Kasus Pemerasan Angkutan Sungai, Kejati Sumsel Tangkap 5 Pegawai KSOP Palembang

Suasana Kantor Kejati Sumsel saat pemeriksaan lima pegawai KSOP Palembang, Kamis (4/6/2026). ANTARA/M Imam Pramana

Kasus Pemerasan Angkutan Sungai, Kejati Sumsel Tangkap 5 Pegawai KSOP Palembang

Whisnu Mardiansyah • 4 June 2026 16:52

Palembang: Tim penyidik Kejaksaan Tinggi Sumatra Selatan (Kejati Sumsel) menangkap lima pegawai Kantor Kesyahbandaran dan Otoritas Pelabuhan (KSOP) Kelas I Palembang. Kelima orang tersebut diduga kuat terlibat dalam kasus pemerasan terhadap lalu lintas angkutan sungai di wilayah tersebut.

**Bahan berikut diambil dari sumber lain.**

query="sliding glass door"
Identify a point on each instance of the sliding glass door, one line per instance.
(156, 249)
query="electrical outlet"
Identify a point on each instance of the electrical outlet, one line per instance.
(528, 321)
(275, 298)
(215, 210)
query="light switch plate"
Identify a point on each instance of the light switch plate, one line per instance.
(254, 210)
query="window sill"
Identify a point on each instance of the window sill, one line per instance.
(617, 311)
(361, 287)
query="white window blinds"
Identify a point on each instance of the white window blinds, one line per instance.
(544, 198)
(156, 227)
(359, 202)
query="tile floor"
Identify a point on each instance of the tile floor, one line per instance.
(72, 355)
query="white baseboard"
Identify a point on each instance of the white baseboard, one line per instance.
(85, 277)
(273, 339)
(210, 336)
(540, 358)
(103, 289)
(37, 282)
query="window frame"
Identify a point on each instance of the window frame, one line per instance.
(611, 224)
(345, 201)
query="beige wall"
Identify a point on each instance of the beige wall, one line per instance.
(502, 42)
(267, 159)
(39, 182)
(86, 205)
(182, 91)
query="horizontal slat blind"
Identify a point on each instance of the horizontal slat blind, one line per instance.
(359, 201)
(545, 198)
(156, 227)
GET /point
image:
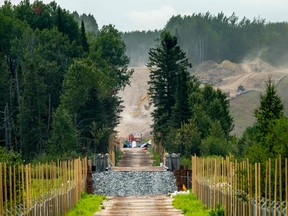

"Benar, ada lima orang yang diamankan. Saat ini dilakukan pemeriksaan oleh tim penyidik Kejati Sumsel," kata Kepala Kejaksaan Tinggi Sumatra Selatan, Ketut Sumedana di Palembang, seperti dilansir Antara, Kamis, 4 Juni 2026.

Berdasarkan informasi yang dihimpun, kelima pegawai yang diamankan merupakan staf di lingkungan KSOP Kelas I Palembang. Salah seorang di antara mereka diketahui menduduki jabatan sebagai Kepala Unit Penyelenggara Pelabuhan (UPP).

Para terduga diamankan tim penyidik ketika berada di salah satu pelabuhan yang berada dalam pengawasan KSOP Kelas I Palembang. Setelah itu, mereka langsung dibawa ke Kantor Kejati Sumsel untuk menjalani pemeriksaan intensif.
 


Kendati demikian, Ketut belum dapat merinci identitas, inisial, maupun peran masing-masing pegawai yang diamankan. Ia juga belum mengungkap konstruksi perkara yang sedang didalami.

"Nanti akan kami sampaikan setelah pemeriksaan selesai dan ada perkembangan lebih lanjut," tuturnya.

Selain mengamankan para terduga, tim penyidik Kejati Sumsel bergerak cepat melakukan penggeledahan di Kantor KSOP Palembang. Langkah ini bertujuan untuk mencari dokumen pendukung perkara.


Kepala Kejaksaan Tinggi Sumatra Selatan, Ketut Sumedana. Dok. Istimewa

"Tim juga langsung melakukan penggeledahan ulang di kantor KSOP Palembang," kata Ketut.

Hingga saat ini, penyidik Kejati Sumsel masih terus mengumpulkan keterangan dan barang bukti yang berkaitan dengan kasus tersebut.

Kasus pemerasan ini diduga kuat memiliki kaitan erat dengan pengurusan izin atau aktivitas lalu lintas kapal serta angkutan sungai yang melintas di perairan Sumatra Selatan.